ICAS celebrates milestone day for sustainability reporting
ICAS has welcomed today’s release of new sustainability reporting standards, which help establish a global baseline for sustainability disclosures.
We welcome today’s publication of two much-anticipated standards by the International Sustainability Standards Board (ISSB).
Responding, Fiona Donnelly, Director of Sustainability at ICAS said “These new standards provide the basis for a more comprehensive, global, corporate reporting system for businesses and organisations. This is a great start, but we believe that businesses should also report on the impact they have on the economy, environment and society.”
She went on, “ISSB has clearly taken on board many of the comments made during the consultation exercise, and as a result, the standards will now help align expectations on how businesses report sustainability risks and opportunities. The standards offer a sound starting point and global baseline that can be built upon”.
The focus of the standards is driven by ISSB’s view of what the primary users of financial reports need (namely investors and other finance providers). ICAS supports the increased prominence these standards give to an entity’s interactions with stakeholders, society, the economy, and the natural environment. This highlights the importance of investors’ interest in more holistic reporting, something that ICAS firmly believes in.

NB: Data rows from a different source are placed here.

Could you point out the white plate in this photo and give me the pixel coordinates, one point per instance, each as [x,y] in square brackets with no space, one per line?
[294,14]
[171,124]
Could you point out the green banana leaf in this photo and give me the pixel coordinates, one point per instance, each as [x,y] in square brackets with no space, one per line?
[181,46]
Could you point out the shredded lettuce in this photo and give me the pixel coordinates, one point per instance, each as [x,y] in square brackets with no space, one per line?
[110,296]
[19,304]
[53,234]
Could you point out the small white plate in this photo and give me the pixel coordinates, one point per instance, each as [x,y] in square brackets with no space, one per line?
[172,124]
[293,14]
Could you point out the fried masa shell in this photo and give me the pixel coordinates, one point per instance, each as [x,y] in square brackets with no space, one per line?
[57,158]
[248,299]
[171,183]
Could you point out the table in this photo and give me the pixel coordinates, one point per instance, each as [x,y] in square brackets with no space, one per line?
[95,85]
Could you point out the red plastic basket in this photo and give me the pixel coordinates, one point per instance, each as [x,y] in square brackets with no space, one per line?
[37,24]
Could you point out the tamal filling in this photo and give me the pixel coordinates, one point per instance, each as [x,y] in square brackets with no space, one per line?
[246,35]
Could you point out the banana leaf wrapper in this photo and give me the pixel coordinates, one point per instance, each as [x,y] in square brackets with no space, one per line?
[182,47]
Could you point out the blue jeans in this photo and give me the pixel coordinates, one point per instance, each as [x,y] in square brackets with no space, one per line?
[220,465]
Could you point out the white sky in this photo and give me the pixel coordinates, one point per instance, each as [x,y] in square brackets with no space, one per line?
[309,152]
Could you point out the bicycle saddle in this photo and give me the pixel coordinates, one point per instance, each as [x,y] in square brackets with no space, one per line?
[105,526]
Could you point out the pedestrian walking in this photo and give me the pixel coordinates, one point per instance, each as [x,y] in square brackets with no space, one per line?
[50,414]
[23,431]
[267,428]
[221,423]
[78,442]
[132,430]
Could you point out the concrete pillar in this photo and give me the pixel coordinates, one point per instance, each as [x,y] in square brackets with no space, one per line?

J Bruce Cartwright CA, CEO of ICAS, commented on the standards, stating: “Sustainability reporting needs to be on par with the level of detail and scrutiny given to financial reporting. Having this global baseline for disclosing sustainability-related financial information marks an important next step in achieving this. We do however, strongly encourage that disclosure requirements are extended beyond only considering matters that are financially material to also include information about how organisations impact both society and the environment. We believe this approach would produce more holistic and comprehensive reports for investors, as well as serve the needs of a wider range of stakeholders. This is likely to be an evolutionary process, but we will continue to support and call for the end goal of double materiality.”
This view was echoed in a recent survey of business leaders conducted by ICAS. The research, which collected responses from 581 ICAS Chief Executives, Managing Directors, Chief Financial Officers, and Financial Directors across the UK, found that when asked 45% of respondents argued for a double materiality approach on the type of information businesses should report on. This was an encouraging response given double materiality is a relatively new concept, and represents a step change for many, in determining sustainability-related disclosures.
Fiona Donnelly added: “We believe that increasingly, in five, maybe ten years, sustainability factors will not be considered on their own, but routinely will be integrated throughout the strategy and functions of a business, so that the whole organisation operates in a comprehensively sustainable way. Reporting will follow suit, so that sustainability disclosures will increasingly form a part of routine reporting and the impacts of an organisation are seen as equally important as the financial impacts on an organisation.”
J Bruce Cartwright CA concluded, “Recent years have brought about much consolidation of sustainability framework setting bodies and change to sustainability-related governance and disclosure frameworks. We look forward to continuing to work with the ISSB, and other standard setting bodies, to shape disclosure requirements that are appropriate for the report preparers and useful for all report users.”